The 3 basic principles of resume writing

Even though many job seekers think that writing a resume is easy, there are lots of things to take into consideration before you can get a successful resume. The type of job you are applying to will for the most part define what type of resume you need to provide.

For example, most entry level jobs require simple resumes, while mid-level careers need much more professional, executive-style resumes. Whatever type of job you are applying to, there are 3 basic principles of resume writing that you need to keep in mind: Clarity, Coherence and Confidence.

Clarity: When you’re starting with resume writing, you need to be very clear in every aspect. You need a firmly stated and very obvious objective. In addition, you need to make sure that you have the right information regarding your education and employment history as needed, so that the recruiter doesn’t have to decipher your resume and make guesses as to what you’re capable of. The easier your resume is to read and follow, the more likely you will be considered for the job.

Coherence: Coherence is another important element when it comes to resume writing. When you are applying for a position opening, your resume should be pertinent and fully coherent. For example, when you’re applying for a high level position, they don’t care if you worked at McDonald’s when you were 21, or if you were in drama club in high school.

Most employers don’t even care about high school information or job history that is not relevant. If you’re looking for a professional career, your resume should reflect it. Make sure that your objective and education match the job you’re applying to, while being well written.

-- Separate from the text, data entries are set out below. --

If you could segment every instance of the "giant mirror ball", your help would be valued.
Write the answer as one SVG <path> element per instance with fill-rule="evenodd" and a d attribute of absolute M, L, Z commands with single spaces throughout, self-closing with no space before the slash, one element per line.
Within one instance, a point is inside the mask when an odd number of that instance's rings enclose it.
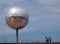
<path fill-rule="evenodd" d="M 29 16 L 24 8 L 12 7 L 6 13 L 6 23 L 13 29 L 21 29 L 28 23 Z"/>

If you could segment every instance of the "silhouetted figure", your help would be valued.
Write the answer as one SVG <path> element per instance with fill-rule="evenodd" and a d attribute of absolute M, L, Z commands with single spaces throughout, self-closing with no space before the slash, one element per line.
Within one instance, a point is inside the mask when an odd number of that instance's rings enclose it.
<path fill-rule="evenodd" d="M 47 37 L 45 37 L 45 39 L 46 39 L 46 42 L 48 43 L 49 42 L 49 39 Z"/>

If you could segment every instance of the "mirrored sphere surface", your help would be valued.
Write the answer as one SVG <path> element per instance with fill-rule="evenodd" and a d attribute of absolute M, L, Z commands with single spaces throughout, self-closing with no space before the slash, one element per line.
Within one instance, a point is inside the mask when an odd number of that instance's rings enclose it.
<path fill-rule="evenodd" d="M 10 8 L 6 14 L 6 23 L 13 29 L 21 29 L 28 23 L 28 14 L 20 7 Z"/>

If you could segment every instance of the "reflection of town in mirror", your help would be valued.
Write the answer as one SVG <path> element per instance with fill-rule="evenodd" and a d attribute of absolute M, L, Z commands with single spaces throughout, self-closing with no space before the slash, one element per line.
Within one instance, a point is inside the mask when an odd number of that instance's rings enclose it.
<path fill-rule="evenodd" d="M 60 0 L 0 0 L 0 44 L 60 44 Z"/>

Confidence: Another element of resume writing to consider is confidence. Employers look for people who are confident in their skills, so it is essential to use phrases and words that demonstrate your confidence. However, there is a fine line between confidence and arrogance, so don’t be too showy in the explanation of your abilities and know-how. For example, say “I am confident in my capability to work for your company because of my extensive experience … I am capable of doing the work that is required …,” etc. instead of saying something like “I’m the best, and if you don’t hire me you’ll be sorry.” Although the latter is an extreme example, if you appear too proud or overconfident, you may very well be giving this impression in your resume and cover letter, even if it’s not the case.

In summary, be clear, confident, and coherent when it comes to resume writing. Try to avoid sounding needy; instead make them think they need you. But be very careful in doing so, because the line between confidence and arrogance is very thin, and no employer wants to hire an arrogant candidate, no matter how qualified they may be. When it comes to resume writing, it is sometimes best left to the professionals, but if you attempt to write it yourself, these tips should help you.

Finally, if your resume writing doesn’t get you interviews for the jobs you want, look into getting professional resume writing help. They are highly qualified and trained in the art of resume writing, their resumes usually getting better results. Although it might be a little pricey, getting professional resume writing will definitely be worth the price.